Many patients become critical and untrusting of their doctors when they fail to prescribe the latest health care products. This propagates a vicious cycle in which doctors succumb to patient demands.

New health products usually are more expensive because the patents that protect them from competition have not expired.

Perhaps even more importantly, new medications are not necessarily more effective than older generic drugs. In many cases new drugs are more effective but have serious side effects. Prescribing powerful drugs with serious side effects to patients with mild forms of an illness or disease is impractical and costly.

It is important patients remain informed of advances in medicine, but it is equally important they continue to see their doctor and discuss the pros and cons of new drugs.

Patients should be able to see what is out there but doctors should influence decision making, not pharmaceutical advertising executives.

The proposed changes in the marketing practices of pharmaceutical companies will make it even easier for these entities to exploit consumers.

Patients will be bombarded with daily e-mails or phone calls informing them of new drugs or new clinical trials that might not even help treat their disease.

This should not be allowed. The insurers, pharmacies and pharmaceutical companies will exploit the concerns of ill Americans in order to make a quick buck.

Pharmaceutical companies spent $2.5 billion on advertising in 2000, a seven-fold increase from 1996. The majority of spending went to television ads peddling high-profile non-generic medicines.

What will be the impact of personal direct-to-consumer e-mail advertisements or phone calls?
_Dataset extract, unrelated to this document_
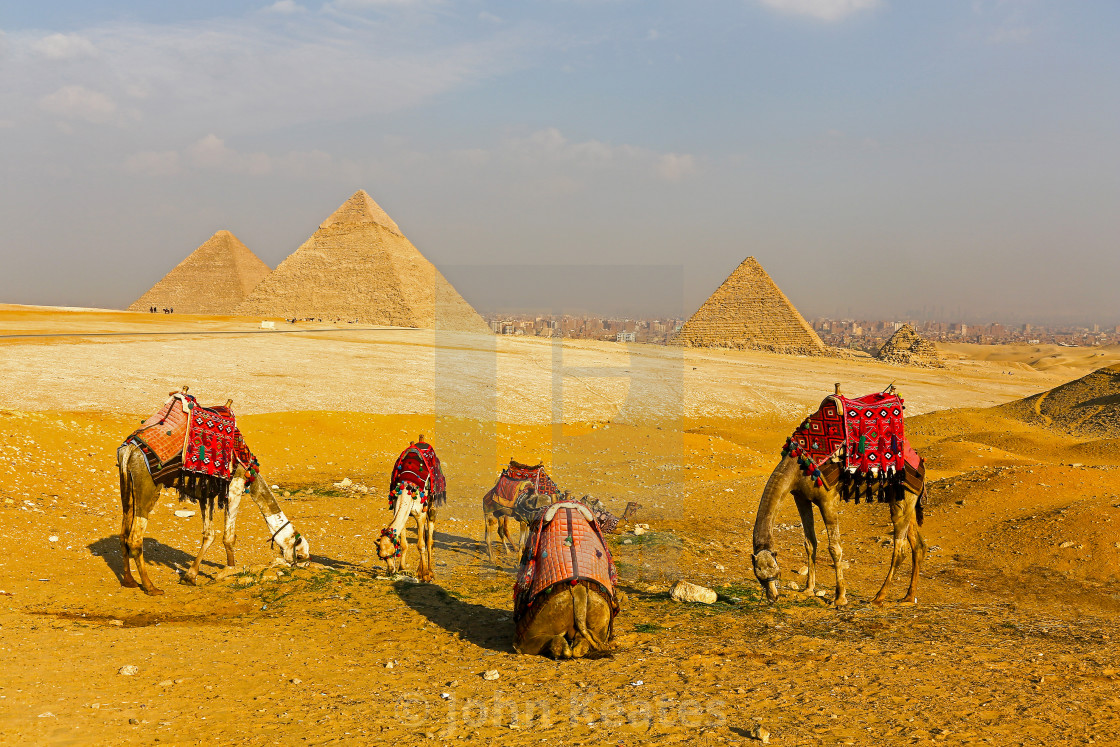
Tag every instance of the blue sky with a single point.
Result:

It is not hard to imagine how these practices will increase patients' distrust of health care providers as well as continue to increase health care costs.

The Bush administration can alleviate such problems by making a strong commitment to patients and protecting their privacy.

Until Bush restricts access to individual medical records to physicians and other health professionals, he makes it clear that pharmaceutical companies come before the privacy of U.S. citizens.